Belgrad/Priština/Brüssel (dpa/AP) – Die serbische Polizei hat gestern in der serbischen Provinz Kosovo zwei albanische Dörfer abgeriegelt, um die Anreise von albanischen Trauergästen zu verhindern. In den Orten Likosani und Cirez westlich der Provinzhauptstadt Priština sollten zehn von der serbischen Polizei am vergangenen Wochenende getötete Albaner beigesetzt werden. Zum Begräbnis wurden Tausende von Menschen erwartet. Der politische Führer der Kosovo-Albaner, Ibrahim Rugova, erklärte den Dienstag zum „Staatstrauertag“, berichtete die Belgrader Nachrichtenagentur Beta aus Priština.

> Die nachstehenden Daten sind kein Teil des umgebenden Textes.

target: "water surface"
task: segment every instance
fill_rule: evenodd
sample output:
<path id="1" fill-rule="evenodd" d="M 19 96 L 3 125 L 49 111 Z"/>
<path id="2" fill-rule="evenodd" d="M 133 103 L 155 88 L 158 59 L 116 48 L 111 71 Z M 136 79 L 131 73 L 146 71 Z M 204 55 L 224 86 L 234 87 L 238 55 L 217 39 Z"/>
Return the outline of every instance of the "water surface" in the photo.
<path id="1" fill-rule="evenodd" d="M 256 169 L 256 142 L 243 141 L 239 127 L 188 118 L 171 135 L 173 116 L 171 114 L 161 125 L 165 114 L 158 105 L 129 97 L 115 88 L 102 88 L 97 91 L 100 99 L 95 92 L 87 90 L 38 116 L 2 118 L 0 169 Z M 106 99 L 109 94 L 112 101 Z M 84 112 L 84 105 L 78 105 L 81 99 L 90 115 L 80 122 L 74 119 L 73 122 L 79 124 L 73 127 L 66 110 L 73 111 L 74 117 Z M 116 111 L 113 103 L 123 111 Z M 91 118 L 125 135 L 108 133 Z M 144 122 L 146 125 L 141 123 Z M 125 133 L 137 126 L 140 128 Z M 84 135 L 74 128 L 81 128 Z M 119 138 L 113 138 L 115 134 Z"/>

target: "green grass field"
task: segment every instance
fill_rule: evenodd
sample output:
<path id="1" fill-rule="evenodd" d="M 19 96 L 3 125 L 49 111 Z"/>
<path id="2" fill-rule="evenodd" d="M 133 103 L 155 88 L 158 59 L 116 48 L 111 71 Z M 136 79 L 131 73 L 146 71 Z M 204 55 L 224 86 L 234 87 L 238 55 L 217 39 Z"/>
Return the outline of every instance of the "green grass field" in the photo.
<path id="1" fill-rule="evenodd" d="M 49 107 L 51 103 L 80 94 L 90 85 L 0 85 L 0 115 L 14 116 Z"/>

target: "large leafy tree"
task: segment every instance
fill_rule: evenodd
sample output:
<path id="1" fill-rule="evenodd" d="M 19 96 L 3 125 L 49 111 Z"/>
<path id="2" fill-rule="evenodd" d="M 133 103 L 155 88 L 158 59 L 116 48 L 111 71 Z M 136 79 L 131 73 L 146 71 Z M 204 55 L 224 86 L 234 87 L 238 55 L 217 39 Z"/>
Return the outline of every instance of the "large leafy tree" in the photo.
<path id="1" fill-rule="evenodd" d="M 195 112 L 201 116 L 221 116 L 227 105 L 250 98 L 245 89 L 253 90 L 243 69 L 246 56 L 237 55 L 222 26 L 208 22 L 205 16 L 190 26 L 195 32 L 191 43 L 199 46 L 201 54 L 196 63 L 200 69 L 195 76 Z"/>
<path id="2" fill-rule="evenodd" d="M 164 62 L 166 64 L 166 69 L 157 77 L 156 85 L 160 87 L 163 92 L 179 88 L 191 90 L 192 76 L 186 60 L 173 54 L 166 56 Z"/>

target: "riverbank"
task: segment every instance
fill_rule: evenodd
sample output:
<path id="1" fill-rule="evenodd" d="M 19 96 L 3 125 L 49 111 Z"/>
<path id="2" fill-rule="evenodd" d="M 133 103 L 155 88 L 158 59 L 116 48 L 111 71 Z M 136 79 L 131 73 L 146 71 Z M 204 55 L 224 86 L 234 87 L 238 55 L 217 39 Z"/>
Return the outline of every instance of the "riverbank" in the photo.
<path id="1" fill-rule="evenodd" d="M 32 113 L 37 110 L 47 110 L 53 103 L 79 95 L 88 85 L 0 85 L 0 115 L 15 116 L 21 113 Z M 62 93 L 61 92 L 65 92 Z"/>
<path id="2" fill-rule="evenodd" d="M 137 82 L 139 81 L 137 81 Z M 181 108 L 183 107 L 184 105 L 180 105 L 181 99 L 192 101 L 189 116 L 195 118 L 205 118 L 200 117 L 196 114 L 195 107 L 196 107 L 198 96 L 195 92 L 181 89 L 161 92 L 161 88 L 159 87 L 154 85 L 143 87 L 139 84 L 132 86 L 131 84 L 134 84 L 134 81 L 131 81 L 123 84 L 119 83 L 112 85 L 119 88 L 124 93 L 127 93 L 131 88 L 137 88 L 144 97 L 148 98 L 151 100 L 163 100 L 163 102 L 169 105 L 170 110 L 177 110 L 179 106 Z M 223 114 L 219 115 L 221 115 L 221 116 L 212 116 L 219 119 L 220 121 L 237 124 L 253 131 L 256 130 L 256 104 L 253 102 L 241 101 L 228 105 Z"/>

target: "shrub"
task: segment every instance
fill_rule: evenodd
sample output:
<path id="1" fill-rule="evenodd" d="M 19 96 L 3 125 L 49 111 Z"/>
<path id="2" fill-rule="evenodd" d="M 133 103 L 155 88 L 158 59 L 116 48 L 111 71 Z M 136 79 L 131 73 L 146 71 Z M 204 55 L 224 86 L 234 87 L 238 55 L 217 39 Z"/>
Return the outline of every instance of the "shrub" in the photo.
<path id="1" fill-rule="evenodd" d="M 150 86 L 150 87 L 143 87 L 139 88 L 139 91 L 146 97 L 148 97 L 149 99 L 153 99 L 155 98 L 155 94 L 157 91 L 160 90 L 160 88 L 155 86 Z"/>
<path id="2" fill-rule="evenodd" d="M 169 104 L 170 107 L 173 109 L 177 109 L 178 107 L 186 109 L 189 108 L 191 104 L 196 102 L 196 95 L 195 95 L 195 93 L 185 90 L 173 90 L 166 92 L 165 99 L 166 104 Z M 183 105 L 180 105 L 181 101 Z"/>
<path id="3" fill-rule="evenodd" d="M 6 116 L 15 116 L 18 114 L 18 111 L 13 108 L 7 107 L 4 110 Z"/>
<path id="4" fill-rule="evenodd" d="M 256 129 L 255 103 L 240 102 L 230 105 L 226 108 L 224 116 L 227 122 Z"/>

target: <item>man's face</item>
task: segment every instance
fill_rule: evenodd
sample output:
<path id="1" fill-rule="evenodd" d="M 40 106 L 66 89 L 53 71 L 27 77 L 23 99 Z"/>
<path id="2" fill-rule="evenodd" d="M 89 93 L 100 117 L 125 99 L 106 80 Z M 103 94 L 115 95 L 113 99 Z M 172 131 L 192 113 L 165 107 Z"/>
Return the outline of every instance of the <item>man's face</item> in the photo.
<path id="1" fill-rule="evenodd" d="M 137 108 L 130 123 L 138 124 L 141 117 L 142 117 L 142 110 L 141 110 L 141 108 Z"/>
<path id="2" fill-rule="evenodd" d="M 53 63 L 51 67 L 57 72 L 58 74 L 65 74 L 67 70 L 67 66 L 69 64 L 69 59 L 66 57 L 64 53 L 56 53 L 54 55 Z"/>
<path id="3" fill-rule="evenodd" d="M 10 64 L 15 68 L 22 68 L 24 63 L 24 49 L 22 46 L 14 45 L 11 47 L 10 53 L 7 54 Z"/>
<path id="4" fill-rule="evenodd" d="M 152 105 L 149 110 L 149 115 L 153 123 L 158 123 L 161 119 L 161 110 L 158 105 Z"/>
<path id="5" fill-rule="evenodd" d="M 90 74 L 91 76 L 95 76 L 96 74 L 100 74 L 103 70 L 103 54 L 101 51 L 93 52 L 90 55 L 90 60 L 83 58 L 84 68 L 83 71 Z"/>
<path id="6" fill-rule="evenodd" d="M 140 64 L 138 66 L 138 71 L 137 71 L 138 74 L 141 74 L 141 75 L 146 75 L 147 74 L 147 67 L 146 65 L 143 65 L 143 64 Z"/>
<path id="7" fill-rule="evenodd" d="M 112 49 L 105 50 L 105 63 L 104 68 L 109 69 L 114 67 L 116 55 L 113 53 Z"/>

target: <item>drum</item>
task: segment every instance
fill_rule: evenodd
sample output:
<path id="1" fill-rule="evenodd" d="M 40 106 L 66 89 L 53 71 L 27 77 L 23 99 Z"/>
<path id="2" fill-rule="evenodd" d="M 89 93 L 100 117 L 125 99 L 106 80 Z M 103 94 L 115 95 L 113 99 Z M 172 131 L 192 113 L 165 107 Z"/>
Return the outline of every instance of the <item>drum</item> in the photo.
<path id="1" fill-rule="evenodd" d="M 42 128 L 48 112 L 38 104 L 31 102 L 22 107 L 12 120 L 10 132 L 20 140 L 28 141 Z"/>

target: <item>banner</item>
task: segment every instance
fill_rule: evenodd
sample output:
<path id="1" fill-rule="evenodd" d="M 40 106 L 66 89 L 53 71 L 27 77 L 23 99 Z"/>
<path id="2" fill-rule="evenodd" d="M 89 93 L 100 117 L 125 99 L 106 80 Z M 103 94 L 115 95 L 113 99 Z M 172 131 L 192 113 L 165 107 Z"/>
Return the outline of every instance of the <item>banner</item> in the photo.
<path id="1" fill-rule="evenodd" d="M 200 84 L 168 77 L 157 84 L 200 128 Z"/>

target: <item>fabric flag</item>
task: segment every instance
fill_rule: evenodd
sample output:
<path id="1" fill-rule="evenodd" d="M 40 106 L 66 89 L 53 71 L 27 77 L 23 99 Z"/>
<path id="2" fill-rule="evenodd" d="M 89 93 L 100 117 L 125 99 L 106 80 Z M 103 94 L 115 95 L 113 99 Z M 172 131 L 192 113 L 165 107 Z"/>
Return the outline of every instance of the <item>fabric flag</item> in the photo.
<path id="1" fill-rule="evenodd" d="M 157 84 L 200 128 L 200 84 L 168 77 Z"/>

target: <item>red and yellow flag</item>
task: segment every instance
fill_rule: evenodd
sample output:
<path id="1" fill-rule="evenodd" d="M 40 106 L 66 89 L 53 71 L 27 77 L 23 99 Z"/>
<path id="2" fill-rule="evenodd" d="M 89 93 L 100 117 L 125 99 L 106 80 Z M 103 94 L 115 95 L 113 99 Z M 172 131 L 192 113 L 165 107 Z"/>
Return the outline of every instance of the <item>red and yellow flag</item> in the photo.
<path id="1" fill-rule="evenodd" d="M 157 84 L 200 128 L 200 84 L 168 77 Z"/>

Bei den Auseinandersetzungen zwischen der serbischen Sonderpolizei und Demonstranten waren am Wochenende im Kosovo nach serbischen Berichten 16 Albaner und vier Polizisten ums Leben gekommen. Albanische Quellen beziffern die Zahl der getöteten Landsleute mit etwa 30. Augenzeugen berichteten über die gezielte Ermordung von Albanern durch die serbische Polizei. Ein westlicher Diplomat in Priština gab die Schilderung von Zeugen eines Polizeieinsatzes im Dorf Cirez wieder. Danach trieben die Einsatzkräfte eine Familie aus ihrem Haus, schlugen die einzelnen Mitglieder und töteten sie. Anderen Berichten zufolge wurde die Familie aus nächster Nähe erschossen. Eine unabhängige Bestätigung dieser Informationen lag nicht vor.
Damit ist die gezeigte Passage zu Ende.